Unified and Portable Parallel Data Processing using Apache Beam
mukul arora (~mukul11) |
Data together with 3Vs characteristic, volume, variety and velocity is labelled as Big Data. Big Data and parallel processing have been hot topics since Google’s paper on MapReduce and till today the era of different runners like Apache Spark, Google Cloud Dataflow etc.
Apache Beam is a unified big data processing paradigm which enables the user to run batch and streaming data processing jobs on multiple execution engines like Apache Spark, Apache Flink, Google Cloud Dataflow etc.
*Objective of the talk*:
- Overview of Apache Beam Python SDK
- Core SDK constructs like Pipeline, PTransform, PCollection etc.

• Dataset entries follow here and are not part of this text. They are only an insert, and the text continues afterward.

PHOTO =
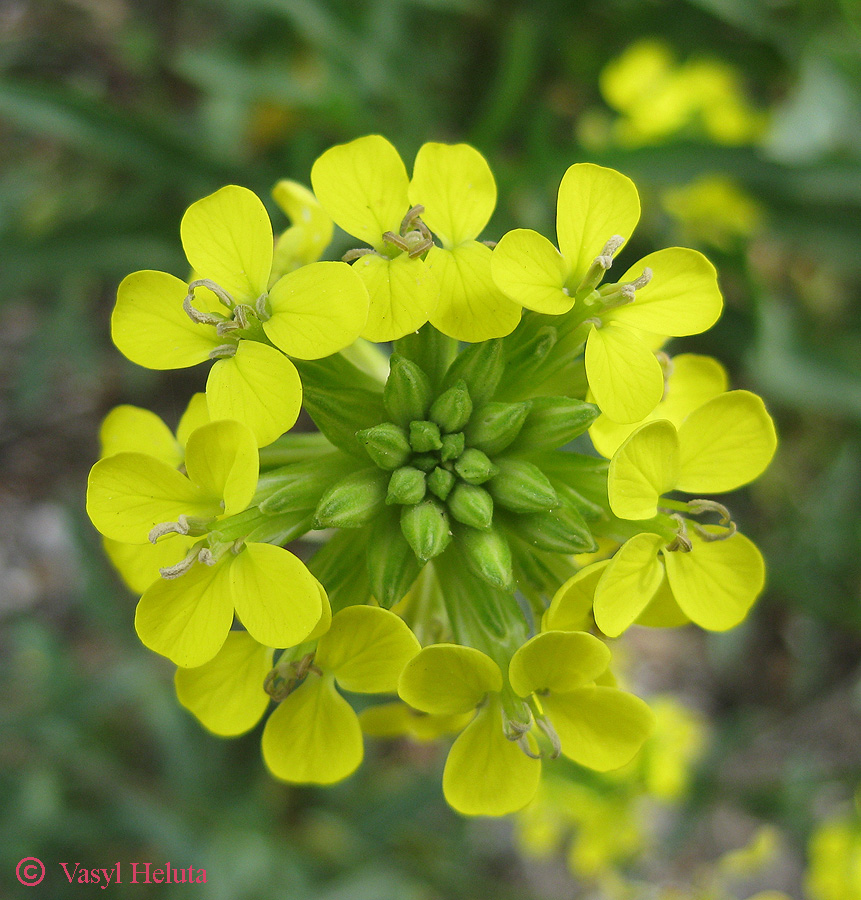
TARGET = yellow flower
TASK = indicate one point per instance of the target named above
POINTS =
(670, 292)
(365, 188)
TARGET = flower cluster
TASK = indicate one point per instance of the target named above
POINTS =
(524, 474)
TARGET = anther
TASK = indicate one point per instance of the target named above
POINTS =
(219, 292)
(223, 351)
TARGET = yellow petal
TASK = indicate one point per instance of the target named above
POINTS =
(663, 611)
(725, 443)
(402, 294)
(140, 564)
(221, 459)
(593, 205)
(226, 694)
(455, 185)
(571, 607)
(227, 238)
(187, 619)
(130, 493)
(317, 310)
(642, 469)
(313, 737)
(717, 582)
(196, 414)
(528, 269)
(150, 327)
(362, 185)
(628, 584)
(471, 307)
(557, 661)
(130, 429)
(682, 298)
(446, 679)
(276, 598)
(258, 387)
(367, 648)
(485, 773)
(601, 728)
(692, 381)
(624, 375)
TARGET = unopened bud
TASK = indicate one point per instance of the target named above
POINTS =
(495, 426)
(522, 487)
(426, 528)
(354, 501)
(471, 505)
(474, 467)
(554, 421)
(452, 409)
(407, 394)
(387, 445)
(425, 436)
(440, 482)
(488, 555)
(406, 486)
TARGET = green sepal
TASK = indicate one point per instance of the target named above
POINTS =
(494, 426)
(561, 530)
(474, 467)
(387, 445)
(452, 446)
(301, 485)
(522, 487)
(429, 349)
(552, 422)
(471, 505)
(488, 555)
(392, 565)
(452, 409)
(341, 413)
(426, 528)
(353, 501)
(407, 394)
(524, 359)
(340, 566)
(440, 483)
(425, 436)
(480, 366)
(407, 486)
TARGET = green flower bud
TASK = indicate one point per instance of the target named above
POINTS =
(425, 436)
(522, 487)
(452, 446)
(481, 367)
(440, 482)
(353, 501)
(407, 394)
(392, 565)
(387, 445)
(451, 410)
(474, 467)
(471, 505)
(406, 486)
(488, 555)
(552, 422)
(493, 427)
(562, 530)
(426, 528)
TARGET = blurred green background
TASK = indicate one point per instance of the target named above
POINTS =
(739, 120)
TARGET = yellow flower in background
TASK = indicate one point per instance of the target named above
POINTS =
(365, 188)
(230, 314)
(714, 209)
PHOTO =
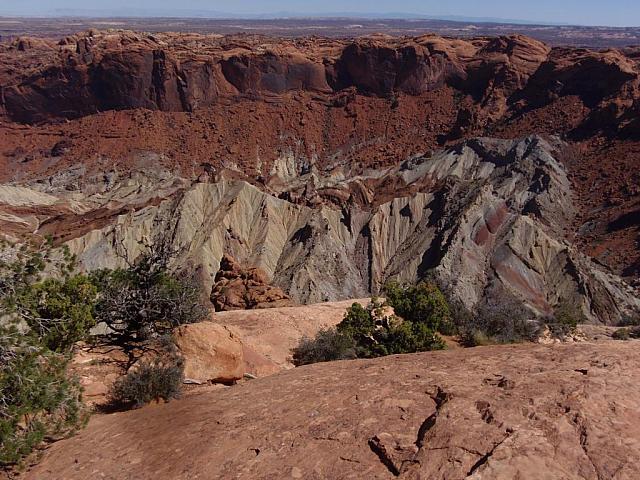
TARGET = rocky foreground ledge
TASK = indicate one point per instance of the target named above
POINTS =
(528, 411)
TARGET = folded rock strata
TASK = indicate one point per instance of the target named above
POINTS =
(482, 213)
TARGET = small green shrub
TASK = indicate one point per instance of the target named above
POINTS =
(59, 311)
(423, 303)
(501, 319)
(409, 337)
(621, 334)
(630, 320)
(146, 300)
(150, 380)
(367, 333)
(37, 398)
(327, 346)
(40, 320)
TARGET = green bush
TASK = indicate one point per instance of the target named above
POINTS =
(501, 319)
(37, 399)
(367, 333)
(41, 320)
(59, 311)
(148, 381)
(423, 303)
(146, 300)
(630, 320)
(327, 346)
(408, 337)
(621, 334)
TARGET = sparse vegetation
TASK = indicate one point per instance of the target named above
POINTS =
(621, 334)
(565, 319)
(151, 380)
(40, 320)
(370, 332)
(424, 303)
(501, 319)
(327, 346)
(145, 300)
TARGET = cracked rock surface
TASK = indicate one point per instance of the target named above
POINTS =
(528, 411)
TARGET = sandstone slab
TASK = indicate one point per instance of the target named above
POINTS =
(493, 413)
(212, 353)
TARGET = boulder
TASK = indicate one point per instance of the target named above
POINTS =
(211, 352)
(244, 289)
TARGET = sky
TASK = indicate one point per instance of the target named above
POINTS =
(576, 12)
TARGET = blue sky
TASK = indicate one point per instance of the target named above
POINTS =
(585, 12)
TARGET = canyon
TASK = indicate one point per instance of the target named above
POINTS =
(293, 175)
(495, 164)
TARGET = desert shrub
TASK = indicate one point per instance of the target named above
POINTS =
(150, 380)
(408, 337)
(37, 398)
(621, 334)
(565, 319)
(328, 345)
(40, 320)
(367, 333)
(423, 303)
(630, 320)
(501, 319)
(146, 300)
(58, 310)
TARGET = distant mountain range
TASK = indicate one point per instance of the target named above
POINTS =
(212, 14)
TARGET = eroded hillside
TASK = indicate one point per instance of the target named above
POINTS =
(566, 411)
(333, 165)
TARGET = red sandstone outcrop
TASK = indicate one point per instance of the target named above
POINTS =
(567, 411)
(211, 353)
(244, 289)
(270, 110)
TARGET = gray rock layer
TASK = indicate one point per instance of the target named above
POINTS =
(483, 214)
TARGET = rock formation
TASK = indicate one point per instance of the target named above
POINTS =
(481, 215)
(567, 411)
(306, 159)
(238, 289)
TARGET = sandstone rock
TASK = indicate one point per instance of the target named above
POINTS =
(238, 289)
(481, 212)
(274, 332)
(528, 411)
(211, 352)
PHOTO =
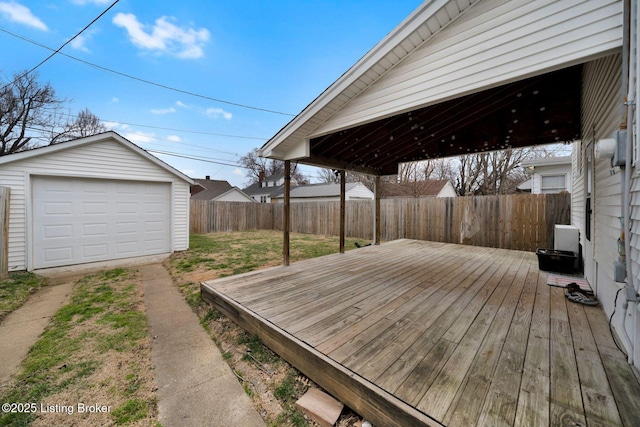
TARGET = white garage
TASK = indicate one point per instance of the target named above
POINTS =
(93, 199)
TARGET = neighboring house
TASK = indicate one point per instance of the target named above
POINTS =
(325, 193)
(548, 175)
(98, 198)
(458, 77)
(218, 191)
(262, 190)
(426, 188)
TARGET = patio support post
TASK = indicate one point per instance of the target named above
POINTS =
(343, 197)
(376, 227)
(287, 212)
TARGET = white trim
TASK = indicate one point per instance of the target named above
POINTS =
(111, 135)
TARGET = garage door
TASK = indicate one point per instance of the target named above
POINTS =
(77, 220)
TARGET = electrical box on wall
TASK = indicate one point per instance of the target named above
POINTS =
(620, 150)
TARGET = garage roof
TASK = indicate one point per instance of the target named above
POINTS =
(456, 77)
(111, 135)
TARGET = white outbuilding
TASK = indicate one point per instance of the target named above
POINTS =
(93, 199)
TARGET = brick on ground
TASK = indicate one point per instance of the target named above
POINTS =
(320, 407)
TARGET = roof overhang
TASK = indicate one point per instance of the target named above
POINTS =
(456, 77)
(101, 137)
(538, 110)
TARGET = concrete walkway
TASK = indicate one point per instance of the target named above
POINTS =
(22, 327)
(196, 387)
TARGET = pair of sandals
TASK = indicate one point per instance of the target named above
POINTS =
(576, 294)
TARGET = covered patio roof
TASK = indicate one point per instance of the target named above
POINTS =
(456, 77)
(538, 110)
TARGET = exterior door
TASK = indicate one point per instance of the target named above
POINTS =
(80, 220)
(589, 216)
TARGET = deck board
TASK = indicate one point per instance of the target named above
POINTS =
(423, 333)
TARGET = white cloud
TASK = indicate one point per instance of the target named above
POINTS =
(22, 15)
(164, 110)
(111, 125)
(218, 112)
(140, 137)
(98, 2)
(164, 36)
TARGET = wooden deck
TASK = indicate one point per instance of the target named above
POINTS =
(421, 333)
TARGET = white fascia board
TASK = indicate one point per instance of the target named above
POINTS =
(110, 135)
(370, 59)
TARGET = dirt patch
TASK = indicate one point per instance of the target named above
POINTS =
(270, 381)
(92, 365)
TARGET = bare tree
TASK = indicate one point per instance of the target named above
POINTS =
(256, 166)
(27, 110)
(85, 124)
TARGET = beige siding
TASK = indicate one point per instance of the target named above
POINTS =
(105, 159)
(577, 185)
(601, 115)
(635, 226)
(180, 215)
(492, 43)
(17, 217)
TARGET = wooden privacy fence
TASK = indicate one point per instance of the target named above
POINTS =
(523, 222)
(5, 193)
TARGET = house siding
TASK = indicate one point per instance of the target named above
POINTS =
(102, 160)
(601, 117)
(490, 44)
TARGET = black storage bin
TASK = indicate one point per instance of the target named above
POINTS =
(558, 261)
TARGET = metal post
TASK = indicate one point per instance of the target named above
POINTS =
(343, 198)
(287, 212)
(376, 228)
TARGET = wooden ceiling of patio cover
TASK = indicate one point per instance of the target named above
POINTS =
(539, 110)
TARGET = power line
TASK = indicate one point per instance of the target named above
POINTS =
(149, 82)
(65, 43)
(169, 129)
(201, 159)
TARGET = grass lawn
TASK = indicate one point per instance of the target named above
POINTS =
(96, 349)
(15, 289)
(95, 353)
(273, 384)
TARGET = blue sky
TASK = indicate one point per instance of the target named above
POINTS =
(272, 55)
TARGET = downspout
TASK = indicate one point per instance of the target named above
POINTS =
(629, 72)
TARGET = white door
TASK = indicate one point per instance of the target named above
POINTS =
(589, 218)
(80, 220)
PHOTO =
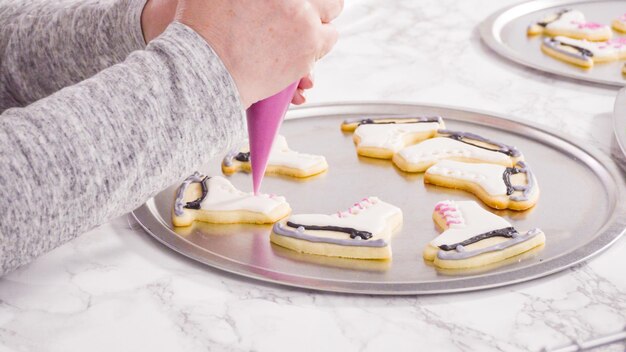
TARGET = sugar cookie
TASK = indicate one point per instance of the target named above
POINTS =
(362, 232)
(619, 24)
(460, 146)
(350, 125)
(570, 23)
(216, 200)
(584, 53)
(282, 161)
(497, 186)
(383, 139)
(475, 237)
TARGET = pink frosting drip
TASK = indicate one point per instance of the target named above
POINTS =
(362, 204)
(449, 212)
(588, 25)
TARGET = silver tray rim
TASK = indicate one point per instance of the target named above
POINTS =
(609, 233)
(619, 120)
(490, 33)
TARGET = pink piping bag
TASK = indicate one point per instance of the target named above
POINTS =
(264, 119)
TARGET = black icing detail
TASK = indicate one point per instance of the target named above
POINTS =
(392, 120)
(354, 233)
(243, 157)
(462, 137)
(508, 172)
(196, 203)
(584, 53)
(508, 232)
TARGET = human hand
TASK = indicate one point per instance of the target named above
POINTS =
(265, 44)
(299, 97)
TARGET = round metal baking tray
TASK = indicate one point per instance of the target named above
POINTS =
(505, 33)
(581, 208)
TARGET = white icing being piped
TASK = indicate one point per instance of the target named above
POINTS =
(223, 196)
(281, 155)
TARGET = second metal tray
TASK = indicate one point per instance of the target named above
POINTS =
(505, 33)
(579, 209)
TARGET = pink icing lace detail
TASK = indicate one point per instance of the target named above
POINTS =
(360, 205)
(588, 25)
(450, 213)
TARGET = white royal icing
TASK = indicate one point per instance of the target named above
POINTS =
(609, 50)
(435, 149)
(573, 21)
(487, 176)
(391, 136)
(371, 214)
(281, 155)
(476, 221)
(223, 196)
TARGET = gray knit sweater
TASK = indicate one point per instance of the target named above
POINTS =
(94, 122)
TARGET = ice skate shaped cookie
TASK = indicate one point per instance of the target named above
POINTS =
(362, 232)
(282, 161)
(475, 237)
(619, 24)
(460, 146)
(383, 140)
(570, 23)
(216, 200)
(583, 52)
(351, 124)
(497, 186)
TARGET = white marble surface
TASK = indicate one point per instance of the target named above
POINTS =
(116, 289)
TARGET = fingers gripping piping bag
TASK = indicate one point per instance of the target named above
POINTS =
(264, 119)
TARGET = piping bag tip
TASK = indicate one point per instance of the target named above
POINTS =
(264, 119)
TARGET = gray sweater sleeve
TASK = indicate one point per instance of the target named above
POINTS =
(99, 148)
(47, 45)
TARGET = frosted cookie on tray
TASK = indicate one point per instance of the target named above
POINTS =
(383, 140)
(474, 237)
(619, 24)
(497, 186)
(570, 23)
(282, 161)
(460, 146)
(216, 200)
(583, 52)
(350, 125)
(362, 232)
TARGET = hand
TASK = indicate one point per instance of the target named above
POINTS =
(299, 97)
(265, 44)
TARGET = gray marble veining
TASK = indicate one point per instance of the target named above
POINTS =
(116, 289)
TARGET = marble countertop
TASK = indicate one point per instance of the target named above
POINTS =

- Creating custom DoFns and composite Transforms
- Creating a Pipeline with customizable options
- Running a pipeline on different runners like DirectRunner, DataflowRunner etc
- Unit testing a Pipeline with asserts
- Demo: StreamingWordCount example using Google Cloud Dataflow
- A little knowledge about Python 2.7
- Enthusiasm for Parallel Data Processing
- Motivation to play with lots of Data
- Apache Beam: https://beam.apache.org/
- Apache Beam Python SDK: https://beam.apache.org/documentation/sdks/pydoc/2.4.0
I am Mukul Arora, working as a Software Engineer in Schlumberger India Technology Centre. I graduated from Delhi Technology University in May 2017. I am a Data Science and Big Data practitioner and have been highly involved in solving Computer Vision and Medical Imaging problems using Deep Learning Techniques. Currently, I am exploring efficient ways to solve Big Data problems on Cloud. I am an avid cricket fan and love to write poems.